Anemia is another important predictor of mortality and morbidity in patients with end-stage renal disease undergoing hemodialysis.17 In addition, anemia persists in 20% to 30% of cases despite erythropoietin (EPO) treatment. Adequate dialysis can contribute to a correction of anemia via many mechanisms,18,19 including the removal of molecules that may inhibit erythropoiesis. One of the aims of this study, which was based on the idea that the clearance of moderate and high molecular weight erythropoiesis inhibitors, such as β2-MG, parathyroid hormone, NT-proBNP and so on, leads to an improvement of anemia, was to investigate the effect of high-flux dialysis on anemia and EPO requirement (number of erythropoietin doses per week) in patients undergoing HD. Although the EPO doses did not change significantly during high-flux dialysis and low-flux dialysis, the HB levels significantly increased (p < 0.05) during HFHD but no increase during LFHD. This suggests that high-flux HD improved the HB levels.

This research demonstrates that high-flux hemodialysis with FX60 dialyzers may effectively improve β2-MG clearance, decrease the levels of P, iPTH and NT-proBNP, and have a better effect on the control of renal anemia and hypertension. HFHD with the FX60 dialyzer effectively reduced complications such as anemia, hypertension and disorders of phosphorus metabolism in patients undergoing maintenance hemodialysis. These beneficial effects are probably mediated by the improved clearance of moderate and high molecular weight toxins. And these results should be confirmed in an appropriately powered, large, prospective and randomized control trial.

Conclusion

The high-flux FX60 dialyzer significantly alleviated HD patients’ renal anemia, hyperphosphatemia and hypertension even within our three-years study periods.

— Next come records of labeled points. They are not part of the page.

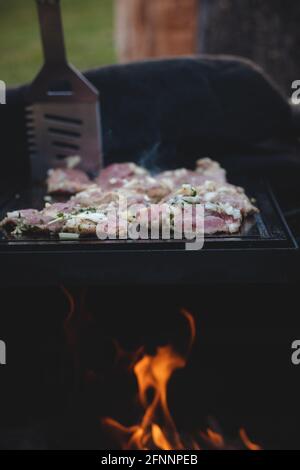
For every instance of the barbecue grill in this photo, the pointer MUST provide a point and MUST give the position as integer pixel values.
(265, 250)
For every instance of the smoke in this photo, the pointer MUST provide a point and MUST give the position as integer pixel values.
(149, 158)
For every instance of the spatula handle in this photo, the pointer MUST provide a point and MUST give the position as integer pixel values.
(52, 31)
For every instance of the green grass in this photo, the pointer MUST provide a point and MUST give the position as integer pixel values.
(88, 26)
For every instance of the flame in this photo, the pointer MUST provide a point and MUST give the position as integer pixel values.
(250, 445)
(157, 429)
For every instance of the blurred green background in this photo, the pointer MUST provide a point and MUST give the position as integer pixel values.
(89, 36)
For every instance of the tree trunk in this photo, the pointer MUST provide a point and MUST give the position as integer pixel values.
(155, 28)
(266, 31)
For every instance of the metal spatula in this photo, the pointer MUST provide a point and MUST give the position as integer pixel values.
(63, 118)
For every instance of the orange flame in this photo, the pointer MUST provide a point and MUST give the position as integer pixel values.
(157, 429)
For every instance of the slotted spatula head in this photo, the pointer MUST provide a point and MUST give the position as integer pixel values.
(63, 117)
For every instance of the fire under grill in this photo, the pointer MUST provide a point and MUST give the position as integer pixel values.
(264, 251)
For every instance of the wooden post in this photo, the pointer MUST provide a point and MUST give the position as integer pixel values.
(266, 31)
(155, 28)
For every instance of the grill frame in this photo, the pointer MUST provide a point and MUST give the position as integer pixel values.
(265, 252)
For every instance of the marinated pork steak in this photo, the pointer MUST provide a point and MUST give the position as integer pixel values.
(91, 202)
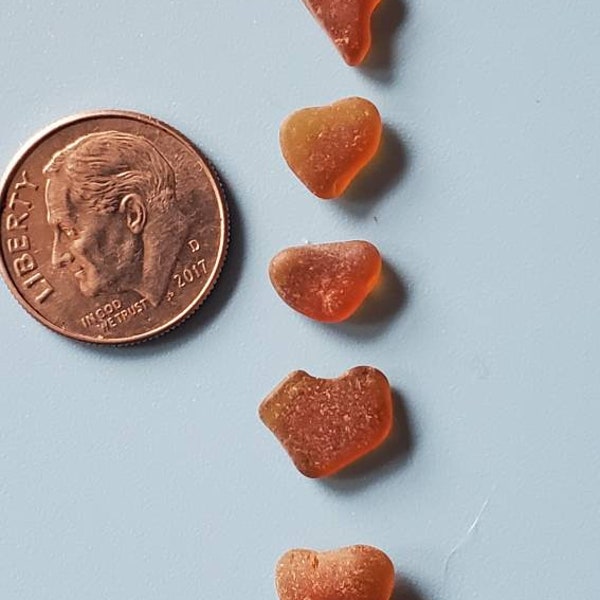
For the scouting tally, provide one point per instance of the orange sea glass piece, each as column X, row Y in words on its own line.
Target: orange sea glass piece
column 326, row 282
column 351, row 573
column 327, row 146
column 348, row 24
column 326, row 424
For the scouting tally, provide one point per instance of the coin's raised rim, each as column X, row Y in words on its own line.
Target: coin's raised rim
column 56, row 126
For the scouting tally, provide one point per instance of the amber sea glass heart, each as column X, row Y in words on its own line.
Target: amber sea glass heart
column 326, row 424
column 326, row 147
column 352, row 573
column 326, row 282
column 347, row 23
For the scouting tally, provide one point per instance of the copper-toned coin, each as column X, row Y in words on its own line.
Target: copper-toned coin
column 114, row 227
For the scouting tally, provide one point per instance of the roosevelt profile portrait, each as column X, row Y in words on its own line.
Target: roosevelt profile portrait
column 112, row 204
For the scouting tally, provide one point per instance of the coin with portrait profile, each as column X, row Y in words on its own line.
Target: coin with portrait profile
column 114, row 227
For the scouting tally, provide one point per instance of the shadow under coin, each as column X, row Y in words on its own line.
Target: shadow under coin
column 387, row 18
column 389, row 456
column 382, row 305
column 380, row 176
column 208, row 310
column 405, row 590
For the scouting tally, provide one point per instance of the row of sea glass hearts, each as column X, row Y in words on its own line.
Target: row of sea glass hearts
column 326, row 424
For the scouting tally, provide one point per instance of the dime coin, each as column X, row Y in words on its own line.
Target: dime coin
column 114, row 227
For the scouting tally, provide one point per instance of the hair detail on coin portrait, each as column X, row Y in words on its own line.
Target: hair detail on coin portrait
column 117, row 224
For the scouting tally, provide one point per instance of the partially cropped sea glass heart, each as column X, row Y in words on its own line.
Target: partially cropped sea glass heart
column 351, row 573
column 348, row 24
column 326, row 424
column 326, row 147
column 326, row 282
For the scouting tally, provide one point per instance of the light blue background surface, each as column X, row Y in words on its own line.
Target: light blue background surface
column 144, row 473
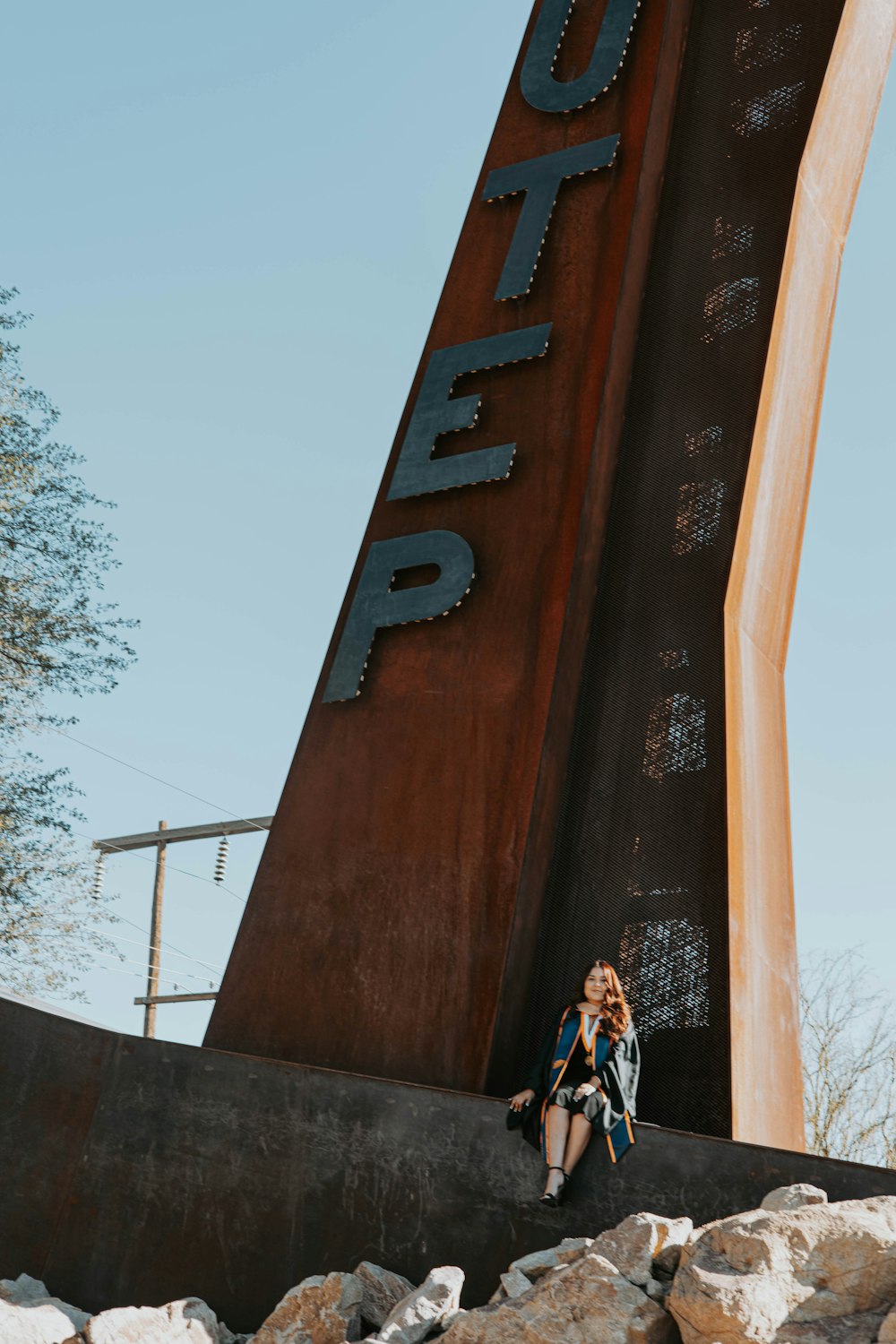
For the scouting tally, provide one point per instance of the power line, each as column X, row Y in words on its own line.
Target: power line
column 174, row 867
column 132, row 961
column 113, row 970
column 159, row 948
column 158, row 779
column 164, row 943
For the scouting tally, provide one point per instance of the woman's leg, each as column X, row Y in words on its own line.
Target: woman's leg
column 557, row 1128
column 576, row 1142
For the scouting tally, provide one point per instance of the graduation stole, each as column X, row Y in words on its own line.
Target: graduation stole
column 597, row 1046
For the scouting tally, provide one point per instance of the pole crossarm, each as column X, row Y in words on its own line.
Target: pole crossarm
column 148, row 839
column 151, row 1000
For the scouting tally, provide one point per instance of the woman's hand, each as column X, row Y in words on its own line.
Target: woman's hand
column 586, row 1089
column 521, row 1098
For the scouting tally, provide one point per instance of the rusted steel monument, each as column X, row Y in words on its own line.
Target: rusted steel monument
column 599, row 478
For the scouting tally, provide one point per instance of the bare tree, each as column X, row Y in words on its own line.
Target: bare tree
column 849, row 1061
column 56, row 634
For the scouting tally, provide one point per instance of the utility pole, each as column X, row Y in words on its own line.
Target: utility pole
column 160, row 840
column 155, row 937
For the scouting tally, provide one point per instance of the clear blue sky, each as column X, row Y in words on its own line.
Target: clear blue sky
column 233, row 223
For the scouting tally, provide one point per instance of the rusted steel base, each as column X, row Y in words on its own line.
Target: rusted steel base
column 137, row 1171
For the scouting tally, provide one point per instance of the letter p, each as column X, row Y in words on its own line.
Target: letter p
column 376, row 607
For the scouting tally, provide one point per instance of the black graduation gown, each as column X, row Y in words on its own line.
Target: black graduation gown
column 618, row 1077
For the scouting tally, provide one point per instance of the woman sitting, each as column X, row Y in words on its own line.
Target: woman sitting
column 586, row 1078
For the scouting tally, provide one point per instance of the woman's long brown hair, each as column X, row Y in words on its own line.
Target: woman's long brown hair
column 616, row 1015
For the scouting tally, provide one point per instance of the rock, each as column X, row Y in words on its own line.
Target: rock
column 575, row 1304
column 538, row 1262
column 817, row 1274
column 185, row 1322
column 382, row 1292
column 29, row 1314
column 638, row 1241
column 888, row 1330
column 678, row 1233
column 430, row 1304
column 514, row 1282
column 323, row 1309
column 786, row 1198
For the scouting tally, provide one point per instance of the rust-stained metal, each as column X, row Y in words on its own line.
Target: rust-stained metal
column 397, row 852
column 764, row 1027
column 587, row 755
column 142, row 1171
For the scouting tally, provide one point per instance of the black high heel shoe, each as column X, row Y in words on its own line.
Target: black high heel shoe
column 555, row 1199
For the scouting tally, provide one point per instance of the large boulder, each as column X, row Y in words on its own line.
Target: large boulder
column 641, row 1239
column 185, row 1322
column 435, row 1301
column 29, row 1314
column 786, row 1198
column 322, row 1309
column 383, row 1290
column 817, row 1274
column 575, row 1304
column 538, row 1262
column 888, row 1330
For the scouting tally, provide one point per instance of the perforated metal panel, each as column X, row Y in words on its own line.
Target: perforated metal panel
column 640, row 867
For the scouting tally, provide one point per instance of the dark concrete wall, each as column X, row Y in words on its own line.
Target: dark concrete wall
column 139, row 1171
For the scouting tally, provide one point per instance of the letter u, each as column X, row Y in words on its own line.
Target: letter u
column 538, row 83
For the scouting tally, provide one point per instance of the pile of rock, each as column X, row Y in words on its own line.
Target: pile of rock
column 797, row 1271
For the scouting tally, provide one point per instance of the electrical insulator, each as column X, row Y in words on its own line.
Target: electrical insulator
column 220, row 862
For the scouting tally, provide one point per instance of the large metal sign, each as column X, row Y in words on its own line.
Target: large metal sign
column 479, row 804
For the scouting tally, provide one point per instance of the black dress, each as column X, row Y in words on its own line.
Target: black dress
column 563, row 1064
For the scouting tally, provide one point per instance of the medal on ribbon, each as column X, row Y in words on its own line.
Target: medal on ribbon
column 589, row 1037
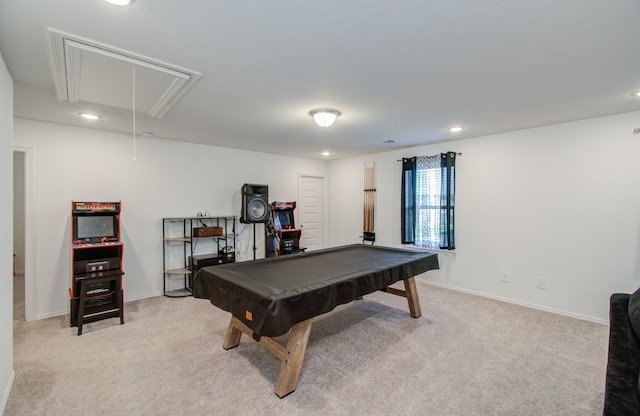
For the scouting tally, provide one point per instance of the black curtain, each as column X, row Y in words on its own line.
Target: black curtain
column 408, row 209
column 447, row 200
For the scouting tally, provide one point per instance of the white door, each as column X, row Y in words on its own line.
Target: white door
column 310, row 211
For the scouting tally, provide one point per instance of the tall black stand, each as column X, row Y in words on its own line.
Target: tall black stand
column 254, row 241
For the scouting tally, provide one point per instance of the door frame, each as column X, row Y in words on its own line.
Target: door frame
column 324, row 204
column 29, row 232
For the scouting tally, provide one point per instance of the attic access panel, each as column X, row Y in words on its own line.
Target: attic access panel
column 93, row 73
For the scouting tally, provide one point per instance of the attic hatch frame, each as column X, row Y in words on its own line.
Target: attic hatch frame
column 66, row 51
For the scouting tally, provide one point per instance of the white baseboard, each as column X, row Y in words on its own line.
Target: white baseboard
column 66, row 312
column 517, row 302
column 7, row 390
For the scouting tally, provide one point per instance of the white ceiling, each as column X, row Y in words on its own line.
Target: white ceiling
column 403, row 70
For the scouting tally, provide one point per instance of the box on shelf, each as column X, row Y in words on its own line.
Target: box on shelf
column 207, row 232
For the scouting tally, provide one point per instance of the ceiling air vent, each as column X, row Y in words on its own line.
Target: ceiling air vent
column 89, row 72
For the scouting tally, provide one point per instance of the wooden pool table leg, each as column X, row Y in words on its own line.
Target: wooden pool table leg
column 412, row 297
column 232, row 339
column 290, row 368
column 291, row 355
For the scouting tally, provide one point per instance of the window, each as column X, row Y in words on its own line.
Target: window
column 428, row 200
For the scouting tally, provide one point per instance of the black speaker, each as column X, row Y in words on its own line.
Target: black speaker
column 254, row 203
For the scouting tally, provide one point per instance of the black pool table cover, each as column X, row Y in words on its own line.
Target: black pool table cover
column 271, row 295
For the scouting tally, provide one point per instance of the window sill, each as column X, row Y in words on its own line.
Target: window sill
column 434, row 250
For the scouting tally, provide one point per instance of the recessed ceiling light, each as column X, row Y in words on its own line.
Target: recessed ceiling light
column 89, row 116
column 120, row 2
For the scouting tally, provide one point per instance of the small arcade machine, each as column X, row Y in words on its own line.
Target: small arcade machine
column 96, row 263
column 282, row 235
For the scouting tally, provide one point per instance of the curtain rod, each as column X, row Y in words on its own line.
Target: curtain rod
column 459, row 154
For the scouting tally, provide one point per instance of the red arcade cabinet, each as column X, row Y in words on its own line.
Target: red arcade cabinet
column 96, row 263
column 282, row 235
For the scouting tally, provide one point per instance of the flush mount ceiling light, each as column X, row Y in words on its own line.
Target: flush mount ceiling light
column 120, row 2
column 89, row 116
column 324, row 117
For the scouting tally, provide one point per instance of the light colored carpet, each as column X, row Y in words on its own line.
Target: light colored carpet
column 466, row 355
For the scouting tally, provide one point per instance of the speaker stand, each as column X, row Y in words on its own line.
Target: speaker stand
column 254, row 241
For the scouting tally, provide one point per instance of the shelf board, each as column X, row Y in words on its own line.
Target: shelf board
column 179, row 293
column 178, row 271
column 177, row 239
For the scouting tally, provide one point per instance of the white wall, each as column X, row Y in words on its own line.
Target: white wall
column 6, row 229
column 564, row 205
column 168, row 179
column 18, row 211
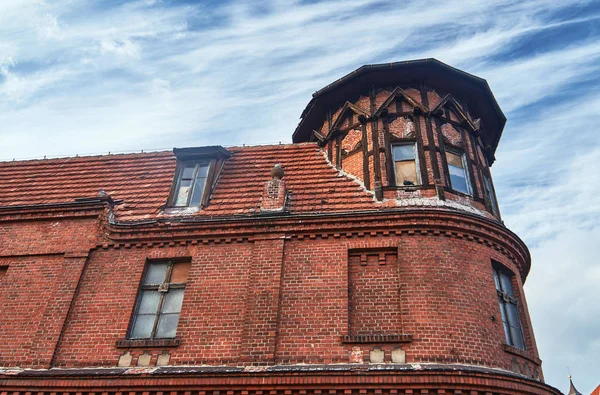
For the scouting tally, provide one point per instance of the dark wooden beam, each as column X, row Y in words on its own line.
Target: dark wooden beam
column 463, row 135
column 389, row 160
column 442, row 151
column 421, row 150
column 365, row 148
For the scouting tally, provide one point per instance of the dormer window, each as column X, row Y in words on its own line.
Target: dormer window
column 191, row 182
column 195, row 175
column 457, row 168
column 405, row 164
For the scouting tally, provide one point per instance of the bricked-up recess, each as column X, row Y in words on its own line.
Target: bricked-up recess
column 374, row 292
column 308, row 269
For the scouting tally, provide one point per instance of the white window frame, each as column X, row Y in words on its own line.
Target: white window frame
column 463, row 158
column 417, row 166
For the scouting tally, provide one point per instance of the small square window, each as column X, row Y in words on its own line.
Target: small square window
column 405, row 164
column 190, row 184
column 159, row 300
column 508, row 307
column 457, row 168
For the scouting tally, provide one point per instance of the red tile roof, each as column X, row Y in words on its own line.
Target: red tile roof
column 143, row 181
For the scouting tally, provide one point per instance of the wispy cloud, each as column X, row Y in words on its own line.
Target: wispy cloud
column 85, row 77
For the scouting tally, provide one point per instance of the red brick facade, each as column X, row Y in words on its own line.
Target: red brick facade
column 303, row 280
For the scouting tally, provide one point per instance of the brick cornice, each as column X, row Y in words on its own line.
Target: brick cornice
column 281, row 380
column 406, row 222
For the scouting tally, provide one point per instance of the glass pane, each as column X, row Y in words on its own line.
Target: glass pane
column 155, row 273
column 458, row 179
column 506, row 284
column 180, row 272
column 197, row 194
column 149, row 302
column 167, row 325
column 507, row 334
column 142, row 328
column 502, row 311
column 404, row 152
column 490, row 192
column 188, row 172
column 202, row 171
column 183, row 192
column 454, row 160
column 406, row 173
column 517, row 337
column 173, row 300
column 496, row 280
column 513, row 315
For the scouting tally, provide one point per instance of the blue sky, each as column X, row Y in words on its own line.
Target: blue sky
column 80, row 77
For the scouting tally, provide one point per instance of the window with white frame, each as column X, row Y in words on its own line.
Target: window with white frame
column 508, row 306
column 457, row 168
column 190, row 184
column 406, row 164
column 159, row 300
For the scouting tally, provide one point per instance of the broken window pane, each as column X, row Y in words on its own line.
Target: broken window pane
column 173, row 301
column 149, row 302
column 155, row 273
column 142, row 328
column 405, row 164
column 167, row 325
column 406, row 173
column 508, row 307
column 506, row 284
column 458, row 173
column 180, row 272
column 404, row 152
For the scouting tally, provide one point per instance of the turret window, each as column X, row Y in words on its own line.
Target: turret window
column 405, row 164
column 489, row 191
column 191, row 180
column 457, row 168
column 508, row 307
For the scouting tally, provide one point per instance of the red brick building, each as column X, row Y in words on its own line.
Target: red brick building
column 368, row 257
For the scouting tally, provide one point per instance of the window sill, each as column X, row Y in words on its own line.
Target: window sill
column 521, row 353
column 397, row 338
column 131, row 343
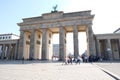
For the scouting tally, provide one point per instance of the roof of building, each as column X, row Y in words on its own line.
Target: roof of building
column 9, row 34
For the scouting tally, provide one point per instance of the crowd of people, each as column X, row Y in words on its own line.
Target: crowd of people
column 83, row 58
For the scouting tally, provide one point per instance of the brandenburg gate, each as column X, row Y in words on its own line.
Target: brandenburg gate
column 36, row 34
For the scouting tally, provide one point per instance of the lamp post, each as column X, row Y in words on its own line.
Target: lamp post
column 109, row 51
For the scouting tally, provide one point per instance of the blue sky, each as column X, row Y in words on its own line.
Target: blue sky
column 107, row 13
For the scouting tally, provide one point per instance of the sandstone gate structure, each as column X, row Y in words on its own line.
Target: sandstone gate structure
column 36, row 34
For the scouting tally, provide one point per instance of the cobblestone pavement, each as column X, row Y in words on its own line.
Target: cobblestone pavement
column 50, row 71
column 113, row 67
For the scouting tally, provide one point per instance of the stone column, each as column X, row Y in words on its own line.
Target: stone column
column 62, row 48
column 90, row 41
column 15, row 53
column 119, row 48
column 21, row 45
column 109, row 50
column 76, row 43
column 9, row 49
column 3, row 51
column 44, row 55
column 98, row 48
column 32, row 44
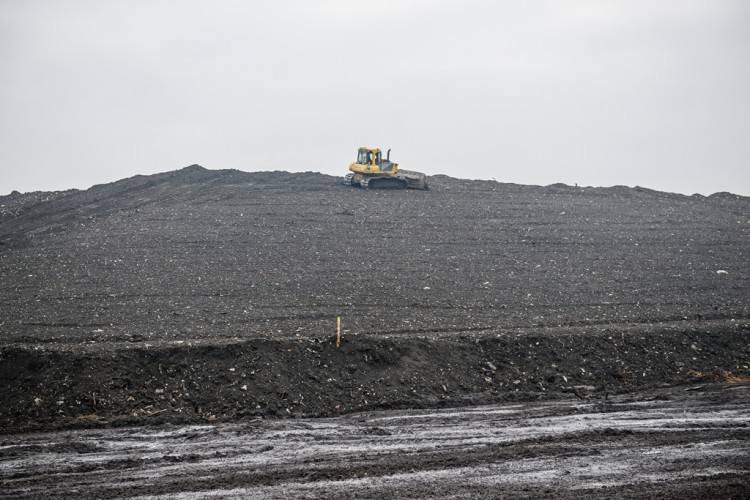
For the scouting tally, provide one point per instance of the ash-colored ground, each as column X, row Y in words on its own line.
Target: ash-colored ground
column 199, row 298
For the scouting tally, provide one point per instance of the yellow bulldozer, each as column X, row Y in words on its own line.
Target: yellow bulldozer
column 371, row 171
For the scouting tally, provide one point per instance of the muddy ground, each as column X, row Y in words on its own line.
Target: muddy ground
column 198, row 297
column 667, row 443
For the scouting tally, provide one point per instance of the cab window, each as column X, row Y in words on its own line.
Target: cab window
column 363, row 157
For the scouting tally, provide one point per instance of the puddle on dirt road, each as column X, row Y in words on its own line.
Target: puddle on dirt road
column 669, row 441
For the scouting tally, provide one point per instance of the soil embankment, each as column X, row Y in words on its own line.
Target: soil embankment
column 201, row 295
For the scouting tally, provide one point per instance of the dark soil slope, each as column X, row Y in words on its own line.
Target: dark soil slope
column 203, row 294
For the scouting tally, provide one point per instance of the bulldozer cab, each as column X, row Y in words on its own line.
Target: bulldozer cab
column 368, row 156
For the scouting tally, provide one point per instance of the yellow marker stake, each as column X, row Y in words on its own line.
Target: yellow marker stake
column 338, row 332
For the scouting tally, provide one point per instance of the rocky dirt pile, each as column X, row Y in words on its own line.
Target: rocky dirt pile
column 213, row 295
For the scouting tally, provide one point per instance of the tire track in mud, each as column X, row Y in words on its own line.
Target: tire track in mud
column 670, row 442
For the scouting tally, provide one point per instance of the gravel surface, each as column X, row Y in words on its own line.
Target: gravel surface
column 196, row 297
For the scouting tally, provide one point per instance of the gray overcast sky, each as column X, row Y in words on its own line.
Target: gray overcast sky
column 653, row 93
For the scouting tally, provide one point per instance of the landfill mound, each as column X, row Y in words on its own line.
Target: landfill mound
column 201, row 295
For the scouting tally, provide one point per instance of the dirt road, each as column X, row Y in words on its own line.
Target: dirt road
column 669, row 443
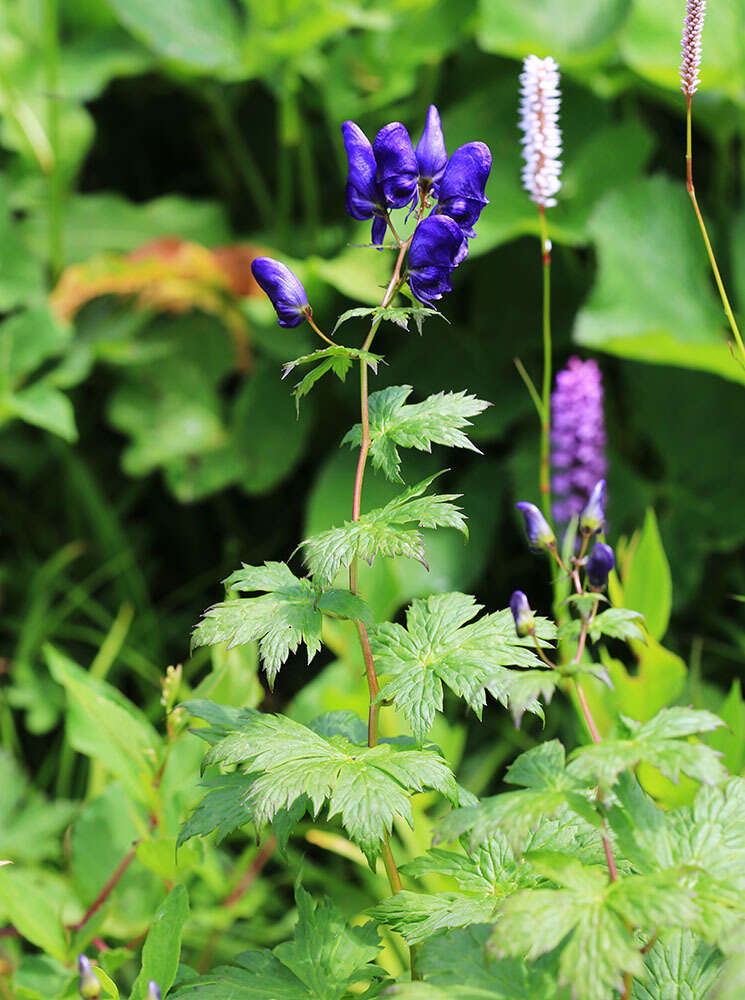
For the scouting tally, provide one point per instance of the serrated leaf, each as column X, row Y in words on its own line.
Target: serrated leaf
column 392, row 530
column 287, row 615
column 550, row 786
column 438, row 647
column 439, row 419
column 658, row 743
column 322, row 960
column 365, row 786
column 337, row 359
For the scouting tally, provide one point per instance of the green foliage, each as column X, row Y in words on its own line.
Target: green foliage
column 395, row 423
column 659, row 742
column 391, row 530
column 324, row 958
column 289, row 613
column 438, row 647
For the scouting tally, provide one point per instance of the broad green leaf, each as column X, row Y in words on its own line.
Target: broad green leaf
column 438, row 647
column 387, row 531
column 644, row 311
column 569, row 30
column 323, row 959
column 659, row 742
column 394, row 423
column 162, row 948
column 647, row 582
column 104, row 725
column 365, row 786
column 289, row 613
column 202, row 36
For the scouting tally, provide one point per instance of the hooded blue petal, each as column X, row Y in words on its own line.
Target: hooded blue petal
column 431, row 155
column 436, row 249
column 364, row 196
column 462, row 186
column 398, row 171
column 284, row 289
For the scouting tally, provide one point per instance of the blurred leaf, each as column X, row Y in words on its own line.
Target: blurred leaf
column 652, row 299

This study suggests that high-flux HD might provide better hypertension control, improve anemia and decrease phosphate levels compared to low-flux HD. For patients undergoing long-term maintenance HD therapy, high-flux HD with the FX60 dialyzer might be a better choice.

Limitations of the study

We wish to point out important limitations of our study. Firstly, the very small size of the study, using a self-control design and the non-randomized nature, the fact that this was not blinded and whether any other potential confounders such as better use of phosphate binders or other practice paradigms had changed between the use of the two filters remain drawbacks. Secondly, due to the nature of our study, which aimed at detecting and quantifying the difference between the two dialyzers, we were not able to evaluate all the clinical significance of improved middle molecule elimination. However, for the first time, the FX60 dialyzer performance over three years was measured.

Declaration of interest

The author has no conflicts of interest to disclose.